Pólya Sequences with Dominant Colors

Abstract:

We introduce a class of  “Pólya Sequences with Dominant Colors”, which can be described as randomly reinforced urn processes with color-specific random weights and unbounded number of possible colors. Let ${D}$ be the set of colors for which the expected random reinforcement attains its maximum value; in this sense, we say that the colors in ${D}$ are dominant. Under fairly mild conditions, we show that the predictive probability of observing a dominant color, $P_n({D})$, converges a.s. to one.
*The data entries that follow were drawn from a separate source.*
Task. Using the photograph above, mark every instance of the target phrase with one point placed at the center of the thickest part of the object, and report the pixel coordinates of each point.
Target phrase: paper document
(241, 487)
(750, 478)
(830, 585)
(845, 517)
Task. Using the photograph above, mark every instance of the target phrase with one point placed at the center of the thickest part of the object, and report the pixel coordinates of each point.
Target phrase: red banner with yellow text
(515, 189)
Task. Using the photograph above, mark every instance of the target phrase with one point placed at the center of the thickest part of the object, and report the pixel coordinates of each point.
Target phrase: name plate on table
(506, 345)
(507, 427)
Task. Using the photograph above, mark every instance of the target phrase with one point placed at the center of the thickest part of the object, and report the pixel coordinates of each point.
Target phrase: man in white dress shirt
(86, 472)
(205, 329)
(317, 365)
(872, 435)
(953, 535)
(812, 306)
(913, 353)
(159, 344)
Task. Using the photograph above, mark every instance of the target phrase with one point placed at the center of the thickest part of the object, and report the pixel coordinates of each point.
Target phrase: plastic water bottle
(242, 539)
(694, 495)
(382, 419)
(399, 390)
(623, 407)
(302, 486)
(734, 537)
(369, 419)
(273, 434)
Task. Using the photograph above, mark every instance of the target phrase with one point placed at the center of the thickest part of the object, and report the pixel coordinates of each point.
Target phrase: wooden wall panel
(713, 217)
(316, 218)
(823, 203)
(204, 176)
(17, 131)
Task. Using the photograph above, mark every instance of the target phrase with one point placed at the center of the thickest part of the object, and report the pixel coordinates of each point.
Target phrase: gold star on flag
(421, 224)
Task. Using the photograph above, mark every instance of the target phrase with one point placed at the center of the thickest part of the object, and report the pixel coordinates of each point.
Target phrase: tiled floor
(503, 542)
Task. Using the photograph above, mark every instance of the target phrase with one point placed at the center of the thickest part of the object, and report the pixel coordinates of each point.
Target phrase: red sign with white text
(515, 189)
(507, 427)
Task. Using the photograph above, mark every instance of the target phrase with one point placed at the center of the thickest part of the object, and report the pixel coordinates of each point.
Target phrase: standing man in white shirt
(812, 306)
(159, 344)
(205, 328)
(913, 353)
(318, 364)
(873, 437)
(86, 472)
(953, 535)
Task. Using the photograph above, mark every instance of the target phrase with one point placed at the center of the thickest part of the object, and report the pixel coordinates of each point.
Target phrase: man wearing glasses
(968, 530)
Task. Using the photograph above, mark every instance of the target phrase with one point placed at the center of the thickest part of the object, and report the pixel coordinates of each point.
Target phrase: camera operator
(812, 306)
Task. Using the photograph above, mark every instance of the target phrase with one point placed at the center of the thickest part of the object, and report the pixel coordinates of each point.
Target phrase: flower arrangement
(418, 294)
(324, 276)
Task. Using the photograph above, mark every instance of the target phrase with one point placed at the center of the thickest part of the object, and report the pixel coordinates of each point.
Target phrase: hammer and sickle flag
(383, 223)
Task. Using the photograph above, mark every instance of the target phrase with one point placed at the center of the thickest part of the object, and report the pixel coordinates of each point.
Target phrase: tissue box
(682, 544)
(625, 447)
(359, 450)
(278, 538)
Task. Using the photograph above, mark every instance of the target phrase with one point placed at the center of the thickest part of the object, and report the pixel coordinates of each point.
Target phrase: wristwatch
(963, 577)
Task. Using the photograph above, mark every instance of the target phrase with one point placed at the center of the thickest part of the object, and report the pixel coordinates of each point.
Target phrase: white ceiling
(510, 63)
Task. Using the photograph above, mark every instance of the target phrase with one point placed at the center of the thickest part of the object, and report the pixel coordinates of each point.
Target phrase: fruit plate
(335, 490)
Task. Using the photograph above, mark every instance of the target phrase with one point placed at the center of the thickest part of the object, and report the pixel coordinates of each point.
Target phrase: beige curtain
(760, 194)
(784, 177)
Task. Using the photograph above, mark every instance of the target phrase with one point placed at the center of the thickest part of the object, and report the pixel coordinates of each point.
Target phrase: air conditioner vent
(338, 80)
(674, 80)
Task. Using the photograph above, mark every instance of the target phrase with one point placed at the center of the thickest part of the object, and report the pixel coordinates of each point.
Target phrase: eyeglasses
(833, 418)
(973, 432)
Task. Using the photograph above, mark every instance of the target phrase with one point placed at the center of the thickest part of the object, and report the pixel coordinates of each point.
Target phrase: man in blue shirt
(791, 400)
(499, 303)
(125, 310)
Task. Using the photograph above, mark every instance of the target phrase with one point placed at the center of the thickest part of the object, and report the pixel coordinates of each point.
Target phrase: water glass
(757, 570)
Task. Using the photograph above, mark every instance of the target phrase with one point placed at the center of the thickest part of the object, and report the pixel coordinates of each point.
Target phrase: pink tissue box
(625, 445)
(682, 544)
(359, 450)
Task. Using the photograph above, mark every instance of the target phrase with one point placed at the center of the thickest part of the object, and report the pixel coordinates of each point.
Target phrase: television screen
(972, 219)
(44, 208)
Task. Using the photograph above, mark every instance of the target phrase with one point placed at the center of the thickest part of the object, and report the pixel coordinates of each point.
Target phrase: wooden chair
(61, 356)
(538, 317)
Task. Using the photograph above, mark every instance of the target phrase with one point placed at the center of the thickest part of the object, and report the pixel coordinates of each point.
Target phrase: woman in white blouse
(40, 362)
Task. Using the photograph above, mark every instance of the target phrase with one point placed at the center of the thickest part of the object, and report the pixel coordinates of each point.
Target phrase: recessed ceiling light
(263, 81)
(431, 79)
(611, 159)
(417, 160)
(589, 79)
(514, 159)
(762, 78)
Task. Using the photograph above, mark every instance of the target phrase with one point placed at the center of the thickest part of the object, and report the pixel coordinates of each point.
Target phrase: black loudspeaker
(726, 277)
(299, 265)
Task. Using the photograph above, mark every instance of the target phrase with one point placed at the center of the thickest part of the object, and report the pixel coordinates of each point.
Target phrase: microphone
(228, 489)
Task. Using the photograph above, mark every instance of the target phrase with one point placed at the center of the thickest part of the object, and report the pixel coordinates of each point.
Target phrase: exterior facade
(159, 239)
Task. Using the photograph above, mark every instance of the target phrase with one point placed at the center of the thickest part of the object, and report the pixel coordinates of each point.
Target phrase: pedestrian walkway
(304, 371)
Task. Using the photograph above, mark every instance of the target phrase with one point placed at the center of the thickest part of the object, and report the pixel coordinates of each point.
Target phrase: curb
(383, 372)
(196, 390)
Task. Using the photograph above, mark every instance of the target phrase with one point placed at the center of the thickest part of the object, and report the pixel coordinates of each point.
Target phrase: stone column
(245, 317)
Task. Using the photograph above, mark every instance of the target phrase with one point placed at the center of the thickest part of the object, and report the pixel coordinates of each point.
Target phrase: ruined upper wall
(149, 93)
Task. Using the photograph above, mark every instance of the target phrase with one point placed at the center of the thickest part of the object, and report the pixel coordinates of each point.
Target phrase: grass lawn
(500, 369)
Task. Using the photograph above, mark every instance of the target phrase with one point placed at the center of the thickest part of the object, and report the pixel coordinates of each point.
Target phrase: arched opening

Moreover, there exists a random probability measure $\tilde{P}$ with $\tilde{P}({D})=1$ such that the predictive and the empirical distributions converge weakly a.s. to $\tilde{P}$. The latter implies, in particular, that the urn process is asymptotically exchangeable with limit directing random measure $\tilde{P}$. In the general case, for any $\delta$-neighborhood ${D}_\delta$ of ${D}$, the predictive probabilities $P_n({D}_\delta)$ and the empirical frequencies $\hat{P}_n({D}_\delta)$ converge a.s. to one. As a result, the distance between the observed color and ${D}$ converges in probability to zero. We refine the above results with rates of convergence and central limit theorems. We further hint examples of the potential use of our model in randomized clinical trials and species sampling.